In Brooks v. MacDonnell, 1 Yo. & Col. Exch. 500, 515, Lord Abinger, after observing that a policy of marine insurance was an instrument of indemnity, and that in all cases of total loss salvage belongs to the underwriter and he pays all the expenses, added : “ It is also clear, that whenever the underwriter adjusts a partial loss, he still remains liable on the policy, and may go on paying partial losses exceeding, in the whole, cent, per cent., and may ultimately have to pay a total loss of cent, per cent.”

In Stewart v. Steele, 5 Scott N. R. 927, it was implied throughout the case, and distinctly asserted by Mr. Justice Maulé, on pp. 941, 949, that if the partial loss had been repaired before the subsequent total loss, the underwriter was liable for the amount of both.

In that case, Mr. Justice Maule stated that in Blackett v. Royal Exchange Assurance Co. 2 Cr. & Jerv. 244; S. C. 2 Tyrwh. 266, in which he was of counsel for the plaintiff, “ the assured, having incurred expense to a considerable amount during the voyage and there' being afterwards a total loss, recovered £120 against an underwriter, who had subscribed £100 — for a partial, and a subsequent total loss — the £100 not being, like the penalty in a bond, the limit of the underwriter’s liability, but the proportion of the loss he was liable for.” 5 Scott N. R. 949.

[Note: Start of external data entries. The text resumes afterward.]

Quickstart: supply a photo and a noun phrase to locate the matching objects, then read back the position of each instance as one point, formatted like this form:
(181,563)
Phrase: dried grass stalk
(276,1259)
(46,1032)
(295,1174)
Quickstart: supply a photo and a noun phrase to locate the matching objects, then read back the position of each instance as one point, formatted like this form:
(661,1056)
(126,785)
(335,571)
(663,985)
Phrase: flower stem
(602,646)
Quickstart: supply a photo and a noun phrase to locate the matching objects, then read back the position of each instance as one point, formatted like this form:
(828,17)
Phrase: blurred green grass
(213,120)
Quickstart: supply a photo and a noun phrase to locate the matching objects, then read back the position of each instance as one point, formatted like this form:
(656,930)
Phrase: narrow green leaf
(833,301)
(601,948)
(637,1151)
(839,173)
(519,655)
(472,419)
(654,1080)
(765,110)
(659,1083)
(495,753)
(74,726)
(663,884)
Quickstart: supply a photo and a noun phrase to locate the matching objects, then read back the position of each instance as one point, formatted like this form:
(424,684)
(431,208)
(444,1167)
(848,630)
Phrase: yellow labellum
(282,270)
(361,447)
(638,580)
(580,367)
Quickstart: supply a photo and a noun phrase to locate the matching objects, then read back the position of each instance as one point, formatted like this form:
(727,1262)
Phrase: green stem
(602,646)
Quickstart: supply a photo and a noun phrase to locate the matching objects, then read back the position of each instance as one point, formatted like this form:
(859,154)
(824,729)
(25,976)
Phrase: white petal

The fact, appearing by the report of the case thus referred to, that Denman, Campbell and Follett, who were of counsel for the defendant, rested an unsuccessful defence to the claim of a par tial loss upon other grounds, shows that the law upon this point was then generally understood to be well settled. And it is so treated in the principal English treatises on marine insurance. Park on Ins. (8th ed.) 221, 843, 844. Marshall on Ins. (5th ed.) 435. 2 Arnould on Ins. (2d ed.) 848, 986, 1193. Tudor’s Lead. Merc. Cases (2d ed.) 216. See also 2 Parsons Marit. Law, 272.

A rule recognized so long and so often, by such a weight of authority, and not contradicted or doubted by any judge in England or America for sixty years, is too firmly established to be shaken by the obiter dicta in the very recent case of Lidgett v. Secretan, L. R. 6 C P. 616; the still later decision of the Com *214mission of Appeals in Alexandre v. Sun Ins. Co. 51 N. Y. 253 , or the doubts expressed in 2 Phil. Ins. (4th ed.) § 1743. See also § 1267.

The early case of Schmidt v. United Ins. Co. 1 Johns. 249, in which it was held that under a policy of insurance upon goods there could be no recovery, in addition to a total loss by blockade, for the amount of a previous general average loss by perils of the sea — unless it is to be supported on the ground suggested by Mr. Justice Livingston, on p. 264,. that the general average loss must already have been paid by the consignee out of the proceeds of the goods, that is, out of a fund belonging to the defendants — is overruled by the later decision of the same court in Barker v. Phœnix Ins. Co. 8 Johns. 307, 318.

We .place no reliance upon the well known usage of the underwriters of Boston, admitted in the case stated; because it does not appear to extend to Provincetown, where this policy was made; Parkhurst v. Gloucester Ins. Co. 100 Mass. 301; and because the reference in the policy to the rules and customs of insurance in Boston appears to have been inserted by way of designating the perils insured against, and not by way of regulating adjustments of losses. Eager v. Atlas Ins. Co. 14 Pick. 141,144.

Nor do we give any weight to the fact that the policy, so far at least as concerns the mode of computing the premium, resembles a time policy rather than a voyage policy; Lovering v. Mercantile Ins. Co. 12 Pick. 348; because we do not find that any distinction as to the amount for which the underwriter may be liable in the two kinds of policies has been made in any of the authorities.

The ground of our decision is that by the general law of marine insurance, independently of any particular clause or local usage, the partial losses having been repaired before the total loss happened, and the latter as well as the former having occurred within the term of the policy, the underwriters were liable fat both. Judgment affirmed.